Blake and I stayed up that night, waiting for midnight. We were in my bed, looking out of the massive window that was my outer wall. Behind the balcony, I could see the clear sky and the fireworks. We had built a comfy backrest with pillows and covers at the end of my bed so we could watch the fireworks under the warm blankets. I was still feeling shaky and anxious about my hair, so I stayed deep under Blake's arm, with my own wrapped around his chest.

"This is not how I imagined spending my New Year this time," Blake said with a chuckle, and kissed my temple.

"Would you be surprised if I said I know exactly how you feel?" I said, making him laugh harder.

"Yeah, this year has been weird for both of us," he nodded slowly, caressing my shoulder.

His good mood made me smile as well. It was so easy to forget my fears when he was there...

I stared at the sky for a moment, thinking about the past year. In my memories, I went back to the time before I met Blake. Everything looked so gray back then. I had no future, or even hope to have one. Loneliness was all I knew. I hadn't even seen my family in person in years.

And now...

I hesitated for a moment, but then I touched my hair. It was still in a ponytail because I didn't have the strength to do anything about it. It still scared me, but not as much as I thought I would. I guess Blake noticed my silence since he moved partly on his side so he could place his hand on my stomach. I looked up to see his smile.

"How are you?" he asked gently.

"Pretty good. Better than I hoped. Much better, actually," I replied and turned to look at my hair again. I picked up a small strand hesitantly and touched the tips carefully.

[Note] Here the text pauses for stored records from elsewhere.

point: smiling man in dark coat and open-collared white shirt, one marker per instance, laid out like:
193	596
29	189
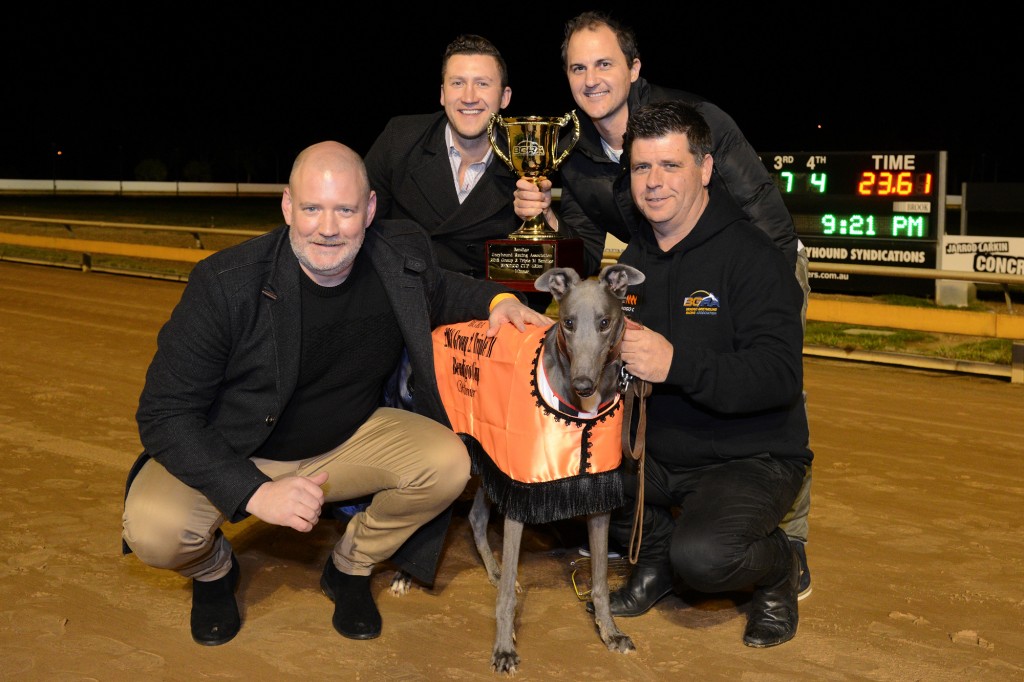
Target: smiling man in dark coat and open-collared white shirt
439	169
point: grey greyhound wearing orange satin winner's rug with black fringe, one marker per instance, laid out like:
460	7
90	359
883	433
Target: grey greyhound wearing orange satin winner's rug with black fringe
554	452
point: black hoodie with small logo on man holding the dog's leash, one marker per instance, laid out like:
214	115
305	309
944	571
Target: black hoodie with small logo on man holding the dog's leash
729	303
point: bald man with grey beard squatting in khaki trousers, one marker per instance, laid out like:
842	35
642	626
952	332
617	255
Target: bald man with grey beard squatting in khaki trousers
265	399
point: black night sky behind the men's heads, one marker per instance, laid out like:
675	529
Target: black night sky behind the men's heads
227	92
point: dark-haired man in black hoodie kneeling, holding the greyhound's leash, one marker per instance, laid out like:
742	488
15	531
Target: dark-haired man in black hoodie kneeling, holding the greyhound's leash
721	343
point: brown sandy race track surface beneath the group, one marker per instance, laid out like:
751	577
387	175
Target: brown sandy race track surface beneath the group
917	545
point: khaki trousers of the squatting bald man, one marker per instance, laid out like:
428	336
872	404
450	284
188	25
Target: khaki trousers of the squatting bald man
413	466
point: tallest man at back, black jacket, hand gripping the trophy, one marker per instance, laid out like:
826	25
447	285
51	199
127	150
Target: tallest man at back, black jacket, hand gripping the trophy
603	65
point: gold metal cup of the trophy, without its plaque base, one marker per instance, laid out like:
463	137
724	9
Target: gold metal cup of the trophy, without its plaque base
533	154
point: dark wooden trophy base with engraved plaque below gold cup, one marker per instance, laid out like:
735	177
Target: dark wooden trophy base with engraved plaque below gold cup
517	264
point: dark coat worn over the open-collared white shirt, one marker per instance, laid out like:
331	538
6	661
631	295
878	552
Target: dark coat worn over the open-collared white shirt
410	170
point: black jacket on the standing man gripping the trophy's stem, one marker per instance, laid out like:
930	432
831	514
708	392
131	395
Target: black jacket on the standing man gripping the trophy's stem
596	195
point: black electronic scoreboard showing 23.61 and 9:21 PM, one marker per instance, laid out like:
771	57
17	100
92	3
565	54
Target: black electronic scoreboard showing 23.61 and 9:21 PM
867	208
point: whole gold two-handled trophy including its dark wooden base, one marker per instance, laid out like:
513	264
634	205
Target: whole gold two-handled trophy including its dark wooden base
535	247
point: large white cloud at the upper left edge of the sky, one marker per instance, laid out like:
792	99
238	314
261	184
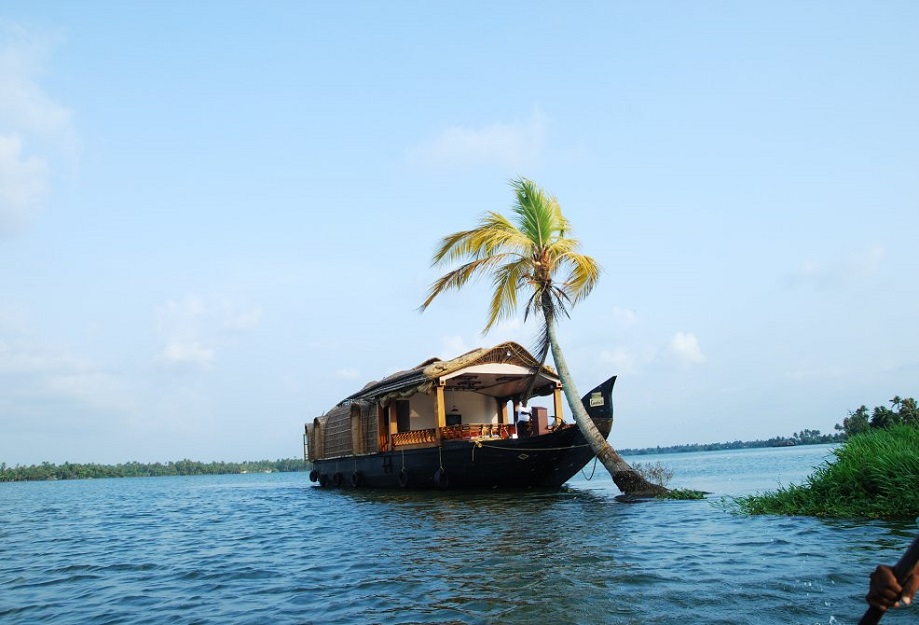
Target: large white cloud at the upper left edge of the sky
34	129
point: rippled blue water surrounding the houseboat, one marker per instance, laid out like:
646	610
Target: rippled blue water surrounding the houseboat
273	549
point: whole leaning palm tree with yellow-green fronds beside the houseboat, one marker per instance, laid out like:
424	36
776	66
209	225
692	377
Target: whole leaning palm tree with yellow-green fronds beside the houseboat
533	254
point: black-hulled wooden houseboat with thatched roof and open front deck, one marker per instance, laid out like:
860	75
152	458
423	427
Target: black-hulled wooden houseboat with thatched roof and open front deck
457	424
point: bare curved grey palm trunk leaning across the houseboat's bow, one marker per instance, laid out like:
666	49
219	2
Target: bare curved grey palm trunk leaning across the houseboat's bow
627	479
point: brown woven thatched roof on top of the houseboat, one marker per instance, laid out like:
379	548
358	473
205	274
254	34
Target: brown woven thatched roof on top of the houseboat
422	377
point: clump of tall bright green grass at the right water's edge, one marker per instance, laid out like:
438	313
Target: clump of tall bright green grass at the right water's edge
874	475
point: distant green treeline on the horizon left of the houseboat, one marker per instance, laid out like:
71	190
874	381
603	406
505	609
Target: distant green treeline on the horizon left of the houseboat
76	471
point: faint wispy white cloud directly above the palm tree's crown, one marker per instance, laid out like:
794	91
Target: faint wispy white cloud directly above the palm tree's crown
517	146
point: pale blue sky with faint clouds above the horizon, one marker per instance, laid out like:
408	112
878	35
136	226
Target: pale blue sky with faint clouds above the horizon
216	218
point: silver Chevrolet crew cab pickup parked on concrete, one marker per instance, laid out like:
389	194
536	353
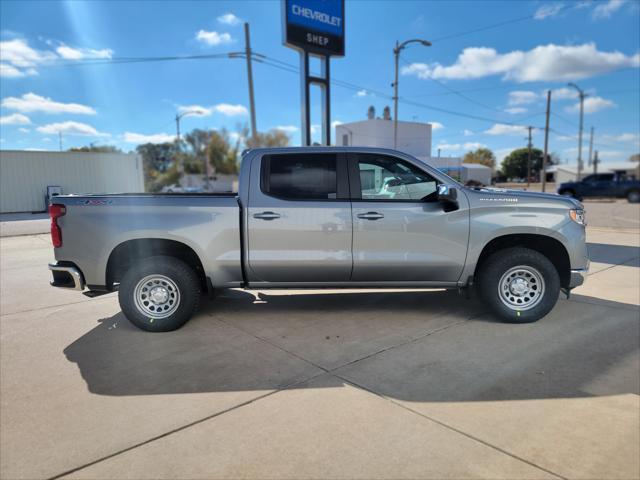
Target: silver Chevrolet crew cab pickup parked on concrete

"Good," he muttered, planting a kiss on my cheek.

I played with the strand for a moment, trying to get used to it, but soon I started to focus more on the hand that was slowly caressing my stomach. He usually didn't do that, so it was easy to get distracted by.

I turned to look at him again. His lips were really close to mine. The way he looked back at me made me feel warm and fuzzy inside. It was easy to believe in myself when he was next to me.

"I didn't faint," I whispered. "I got my hair cut and I didn't faint."

"Because you're strong, my love," he spoke just as quietly, resting his head against mine.

I believed him. For the first time, I truly believed him.

And that was my turning point.


*****


The first thing I did was to finally confess to my psychiatrist that I had kept secrets from him. I told him about Blake – not the truth about how we met, but the version my mother told everyone – and he seemed frustrated with me, but he hid it well. I felt bad for keeping things from him since he really wanted to help me. Thankfully, he seemed more interested in hearing about my progress than being mad at me. By the end of the call, he promised to come up with a new treatment plan that would suit me and my current situation better.